Wróci dyskusja nad utrzymaniem górnego KSM? "Nie można ulegać presji najbogatszych"

Wielu prezesów klubów ekstraligowych - mimo jasnego stanowiska Polskiego Związku Motorowego - nadal nawołuje do utrzymania górnego KSM. Czy dyskusja na ten temat może rozpocząć się na nowo?

Jarosław Galewski
Jarosław Galewski

Rozgrywki ENEA Ekstraligi dostarczają w tym sezonie bardzo wielu emocji. Wpływ na to ma z całą pewnością wiele czynników. Jednym z nich jest wprowadzenie instytucji komisarza toru, ale najczęściej mówi się, że sprawcą tak wyrównanej rywalizacji jest górny KSM. Jak jednak wiadomo, w przyszłym roku ten przepis obowiązywać już nie będzie. Wielu prezesów klubów Ekstraligi uważa, że to wielki błąd i cały czas ma nadzieję, że dyskusja nad utrzymaniem górnego KSM jeszcze wróci. Trudno powiedzieć, czy jest to realne, bo Polski Związek Motorowy z Andrzejem Witkowskim na czele do tej pory twardo stał przy swoim stanowisku, że zmieniania wcześniej ustalonych reguł nie będzie. Głosów o konieczności dyskusji na ten temat nie brakuje i pewnie przybędzie ich jeszcze po zakończeniu sezonu. Jeden z nich płynie z Gorzowa Wielkopolskiego.

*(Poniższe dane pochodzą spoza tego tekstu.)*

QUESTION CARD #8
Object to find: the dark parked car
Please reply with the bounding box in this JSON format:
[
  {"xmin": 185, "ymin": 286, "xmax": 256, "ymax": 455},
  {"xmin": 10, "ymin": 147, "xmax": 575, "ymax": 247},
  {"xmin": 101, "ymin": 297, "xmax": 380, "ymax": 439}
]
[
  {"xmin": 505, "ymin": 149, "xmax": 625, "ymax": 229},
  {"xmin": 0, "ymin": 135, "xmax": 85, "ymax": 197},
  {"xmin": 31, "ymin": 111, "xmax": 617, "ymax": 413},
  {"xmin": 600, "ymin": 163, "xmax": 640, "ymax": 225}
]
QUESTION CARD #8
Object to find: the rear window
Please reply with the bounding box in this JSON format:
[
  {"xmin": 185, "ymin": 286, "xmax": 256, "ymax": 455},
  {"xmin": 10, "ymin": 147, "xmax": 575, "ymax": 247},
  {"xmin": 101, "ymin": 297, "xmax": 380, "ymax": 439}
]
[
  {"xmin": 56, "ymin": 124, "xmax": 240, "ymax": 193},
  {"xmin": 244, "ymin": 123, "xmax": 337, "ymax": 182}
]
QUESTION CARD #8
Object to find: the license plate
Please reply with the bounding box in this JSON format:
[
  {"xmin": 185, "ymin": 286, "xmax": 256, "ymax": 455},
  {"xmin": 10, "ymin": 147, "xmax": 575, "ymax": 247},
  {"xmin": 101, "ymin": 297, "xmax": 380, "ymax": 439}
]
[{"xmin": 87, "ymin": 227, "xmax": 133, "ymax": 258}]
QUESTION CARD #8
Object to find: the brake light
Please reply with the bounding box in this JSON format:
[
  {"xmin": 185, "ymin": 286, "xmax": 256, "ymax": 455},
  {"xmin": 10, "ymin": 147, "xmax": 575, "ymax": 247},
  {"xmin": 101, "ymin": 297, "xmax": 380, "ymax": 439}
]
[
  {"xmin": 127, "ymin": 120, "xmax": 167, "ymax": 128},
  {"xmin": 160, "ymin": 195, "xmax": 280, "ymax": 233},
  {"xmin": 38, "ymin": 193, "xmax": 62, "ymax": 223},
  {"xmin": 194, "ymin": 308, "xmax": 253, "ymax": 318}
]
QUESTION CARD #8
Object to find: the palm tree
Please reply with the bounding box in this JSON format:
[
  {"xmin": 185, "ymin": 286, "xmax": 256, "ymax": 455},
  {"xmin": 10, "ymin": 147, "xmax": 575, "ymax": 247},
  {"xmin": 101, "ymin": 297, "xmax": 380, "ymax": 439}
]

- Obecny sezon odpowiedział na pytanie czy potrzebny jest KSM. Już dawno nie mieliśmy do czynienia z tak ciekawymi rozgrywkami. Wiele wyników spotkań nas zaskoczyło. Do rzadkości nie należały spotkania w których drużyny budowane za wielkie pieniądze przegrywały z ekipami skazanymi na pożarcie. Co na to miało wpływ? Na pewno oprócz KSM, komisarze torów. A jeżeli ktoś powie, że również to, iż spadały aż trzy zespoły to ma ma rację i jednocześnie daje dowód, liga w takim kształcie może być ciekawa, a jej zmniejszenie do ośmiu drużyn jest błędem. I zgadzam się z opinią wielu kibiców i Adama Skórnickiego, który powiedział "Życie pokazuje, że ten produkt jest ciekawy, że są emocje i mecze na "styku". Tylko dlatego, że ktoś podjął błędną decyzję mamy się jej trzymać w zaparte?" Tak, został popełniony błąd. Ale o wiele gorsze od popełniania błędów jest tkwienie w nich. Jest czas aby ten błąd naprawić. Jeszcze można utrzymać ligę dziesięciozespołową i KSM. Potrzebna jest tylko wola ze strony ludzi odpowiedzialnych za ten sport. I ta decyzja nie należy do prezesów klubów, ale do Zarządu i Rady Nadzorczej Ekstraligi oraz PZM. Można to jeszcze naprawić. Jest czas. I nie wolno ulegać presji najbogatszych klubów, bo przy braku KSM może się okazać, że nie będzie miał kto jechać w Ekstralidze,a już przed sezonem będzie wiadomo, w cudzysłowie "kupił" sobie medal, ale kto walcząc o przeżycie będzie popadał w kolejne długi. Czas pochylić się nad całą dyscypliną - powiedział w rozmowie z portalem SportoweFakty.pl Ireneusz Maciej Zmora.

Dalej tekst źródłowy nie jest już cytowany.